In the last couple days I’ve seen a dozen articles on Facebook about how New York is such a lonely place to live, and while my initial instinct would be to disagree considering how many people cram themselves in, I realize that I can’t argue this point. 

This city will chew you up and spit you out and then it will piss on your face. The city of New York just does not give a shit.  

To live here you have to be incredibly strong and focused, glutton for punishment or Crazy with a capital C.  

Or a little of each.   

To be successful in New York City, you have to be independently rich (or supported by the bank of Mom and/or Dad), completely disinterested in having a personal life (as you’ll be working too hard and too long to support your city-choice and you won’t have time or energy to fit in socializing) or a superhero whose superpower is living without sleep or food. 

I’ve lived in New York for just over four years, and if I take a step back I can and should honestly say that I’m doing awesome here. 

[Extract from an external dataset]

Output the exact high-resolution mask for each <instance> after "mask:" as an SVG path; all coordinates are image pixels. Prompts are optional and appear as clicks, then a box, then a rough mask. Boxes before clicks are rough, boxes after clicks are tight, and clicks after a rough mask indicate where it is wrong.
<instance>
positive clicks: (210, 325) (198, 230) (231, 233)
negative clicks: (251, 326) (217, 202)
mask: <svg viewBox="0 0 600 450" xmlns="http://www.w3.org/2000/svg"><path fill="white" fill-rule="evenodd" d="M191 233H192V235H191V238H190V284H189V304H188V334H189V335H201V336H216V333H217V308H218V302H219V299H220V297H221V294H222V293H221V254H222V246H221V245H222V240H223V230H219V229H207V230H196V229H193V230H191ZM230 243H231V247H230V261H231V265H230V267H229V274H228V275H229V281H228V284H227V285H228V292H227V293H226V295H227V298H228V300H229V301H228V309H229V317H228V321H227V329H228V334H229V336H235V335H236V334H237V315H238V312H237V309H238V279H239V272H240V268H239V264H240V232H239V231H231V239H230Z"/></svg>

I have a day-job that pays me more than I need (NOT – mind you, more than I’d like or more than I spend), but a job that’s (mostly) supportive of my acting career with a boss whom I respect.  I have an acting career - an actual acting career.  I get called back more often than not, I perform weekly in the city and tour outside it at least once a month and I’ve shot three commercials this year.  Doesn’t sound like much to people outside the industry, but from within, I’m doing awesome.  I have a tiny incredibly strange little dog that I love more than is reasonable.  I have a great and big apartment that I share with someone who isn’t home very often, pays their rent on time and who doesn’t steal.   I have made several good and true friends living here.   People who are kind and like-minded and who are supportive in every way I need them to be.  People who make my life better.   I can afford a gym membership and a monthly metro card.  I eat at least three times a day.   

Big picture? Life is good. 

However, the reminder to take a step back and appreciate things comes from a very tiny voice in my brain that rarely has the guts to speak up.   She's usually crying in the corner somewhere feeling lousy. 

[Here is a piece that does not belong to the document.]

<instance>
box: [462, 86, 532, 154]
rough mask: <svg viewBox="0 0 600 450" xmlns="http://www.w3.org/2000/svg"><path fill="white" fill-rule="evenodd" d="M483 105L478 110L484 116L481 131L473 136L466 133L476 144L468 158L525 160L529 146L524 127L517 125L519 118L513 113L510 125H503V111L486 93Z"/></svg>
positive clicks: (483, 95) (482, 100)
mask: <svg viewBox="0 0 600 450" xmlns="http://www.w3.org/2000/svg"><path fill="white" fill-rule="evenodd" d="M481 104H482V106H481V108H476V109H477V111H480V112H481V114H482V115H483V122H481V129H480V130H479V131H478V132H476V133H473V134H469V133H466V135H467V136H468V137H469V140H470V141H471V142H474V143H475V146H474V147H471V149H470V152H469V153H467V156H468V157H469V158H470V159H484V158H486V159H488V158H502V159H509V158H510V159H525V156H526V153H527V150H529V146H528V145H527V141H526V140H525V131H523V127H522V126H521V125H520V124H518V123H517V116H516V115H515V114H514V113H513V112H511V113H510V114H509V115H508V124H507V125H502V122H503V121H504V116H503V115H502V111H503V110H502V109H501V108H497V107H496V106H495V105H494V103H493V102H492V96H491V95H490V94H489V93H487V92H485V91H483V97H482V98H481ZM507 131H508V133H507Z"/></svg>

Living in NYC means you are constantly comparing yourself to other people and are, 100% of the time coming up short.  There is always someone within a hundred feet of you who is smarter, prettier, thinner, and funnier than you.  Whatever hat you’re trying to wear in that moment, there will always be someone right behind you wearing it better.  Someone stronger with better connections.  Someone nicer with a savvier sense.  Someone who wants it more than you and who is willing to pay less.   New York is filled with people who have something to prove.  And being a success in this city means sacrificing a little piece of your soul in order to get what you want.    Not necessarily a piece you’re sad to lose but a piece none the less.

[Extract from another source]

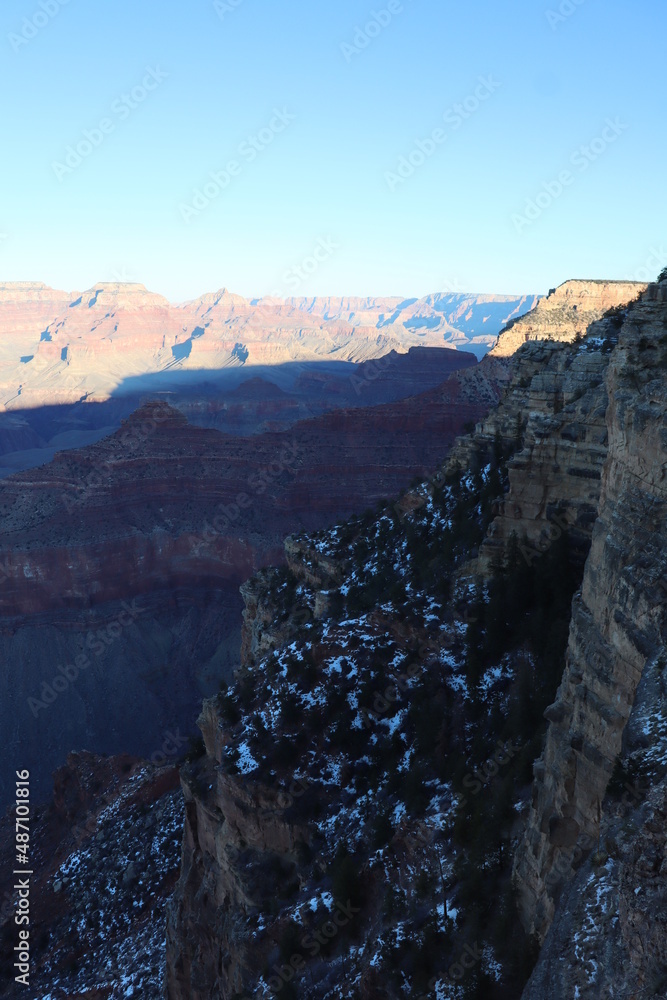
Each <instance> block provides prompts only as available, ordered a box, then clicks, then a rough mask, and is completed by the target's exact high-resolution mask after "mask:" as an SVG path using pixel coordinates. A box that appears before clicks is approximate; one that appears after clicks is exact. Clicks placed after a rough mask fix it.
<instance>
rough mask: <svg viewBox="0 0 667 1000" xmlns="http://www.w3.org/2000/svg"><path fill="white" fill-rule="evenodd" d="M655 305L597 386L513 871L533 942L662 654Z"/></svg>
mask: <svg viewBox="0 0 667 1000" xmlns="http://www.w3.org/2000/svg"><path fill="white" fill-rule="evenodd" d="M665 298H666V289H665V286H664V285H659V286H651V287H650V288H649V290H648V292H647V293H646V294H645V296H644V297H643V299H642V301H641V302H640V303H638V304H636V305H634V306H633V307H632V309H631V310H630V311H629V312H628V315H627V317H626V319H625V321H624V323H623V325H622V327H621V329H620V331H619V340H618V346H617V347H616V349H615V350H614V352H613V354H612V357H611V361H610V364H609V367H608V370H607V374H606V389H607V393H608V397H609V405H608V409H607V418H606V422H607V429H608V438H609V442H608V455H607V458H606V461H605V464H604V469H603V475H602V491H601V497H600V505H599V511H598V517H597V520H596V522H595V525H594V528H593V536H592V546H591V551H590V554H589V556H588V560H587V563H586V570H585V574H584V580H583V585H582V590H581V594H580V596H579V597H578V598H577V599H576V600H575V603H574V606H573V615H572V624H571V631H570V641H569V649H568V659H567V666H566V670H565V674H564V677H563V681H562V684H561V687H560V690H559V692H558V697H557V700H556V702H555V704H554V705H553V706H552V707H551V708H550V709H549V711H548V718H549V720H550V727H549V732H548V737H547V743H546V747H545V750H544V754H543V756H542V759H541V760H540V761H539V762H538V763H537V764H536V766H535V774H536V780H535V788H534V794H533V803H532V806H531V811H530V817H529V821H528V828H527V833H526V838H525V843H524V845H523V848H522V850H521V851H520V853H519V854H518V855H517V861H516V877H517V884H518V885H519V886H520V891H521V913H522V919H523V920H524V922H525V924H526V926H527V927H528V928H529V929H530V930H531V931H533V932H534V933H536V934H537V935H538V937H539V938H540V939H541V940H543V939H544V937H545V935H546V932H547V930H548V928H549V926H550V924H551V921H552V919H553V916H554V912H555V907H556V905H557V900H558V895H559V892H560V890H561V889H562V886H563V884H564V883H565V882H566V880H567V879H568V878H569V877H571V875H572V872H573V866H574V865H575V864H576V859H577V857H580V855H581V850H582V849H584V850H585V849H590V848H591V846H592V845H594V844H595V843H596V842H597V834H598V824H599V809H600V807H601V803H602V802H603V800H604V797H605V792H606V790H607V786H608V783H609V780H610V777H611V774H612V771H613V768H614V766H615V764H616V761H617V759H618V757H619V755H620V752H621V747H622V739H623V734H624V730H625V728H626V725H627V722H628V719H629V717H630V713H631V711H632V707H633V704H634V702H635V696H636V692H637V688H638V685H639V682H640V679H641V677H642V673H643V671H644V669H645V666H646V663H647V661H649V660H651V659H652V657H654V656H655V655H656V654H657V653H658V652H659V650H660V648H661V647H662V648H664V630H665V605H666V601H665V589H666V588H665V582H664V581H665V578H666V574H667V562H666V561H665V544H664V540H665V524H666V521H665V519H666V516H667V435H666V433H665V427H666V421H665V418H666V414H667V393H666V389H665V375H664V372H665V364H666V363H667V335H666V333H665V329H666V328H665V321H664V317H665ZM577 848H578V849H579V850H578V852H577Z"/></svg>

I just got back from a visit to LA and for the first time in my adult life, I can actually picture living there.  My dog would certainly prefer the constant sunshine to the bits and pieces of sunlight she finds here.  While NYC is still the city I need to be I finally can see the door thru which I will exit living here.   I don’t want to grow old here.   The ways in which you have to harden to survive as an elderly person in Manhattan is terrifying.  When I’m old and gray I don’t want to have to schlep up two flights of stairs to get somewhere.  I don’t want to be the crazy woman who mumble yells at everyone for being too close to her.  I don’t want to have a stroke in the middle of a subway car and have people around me too engrossed in whatever is happening on their phones to notice.  I don’t want to die on a park bench and have people assume I’m napping.  

New York, while I wouldn’t call what we have a love affair – it is certainly a relationship, one that I put way more effort into than you.  A relationship that will always be lopsided.  


But I’m not ready to break up just yet New York, so screw you for thinking it.  You’re not rid of me just yet.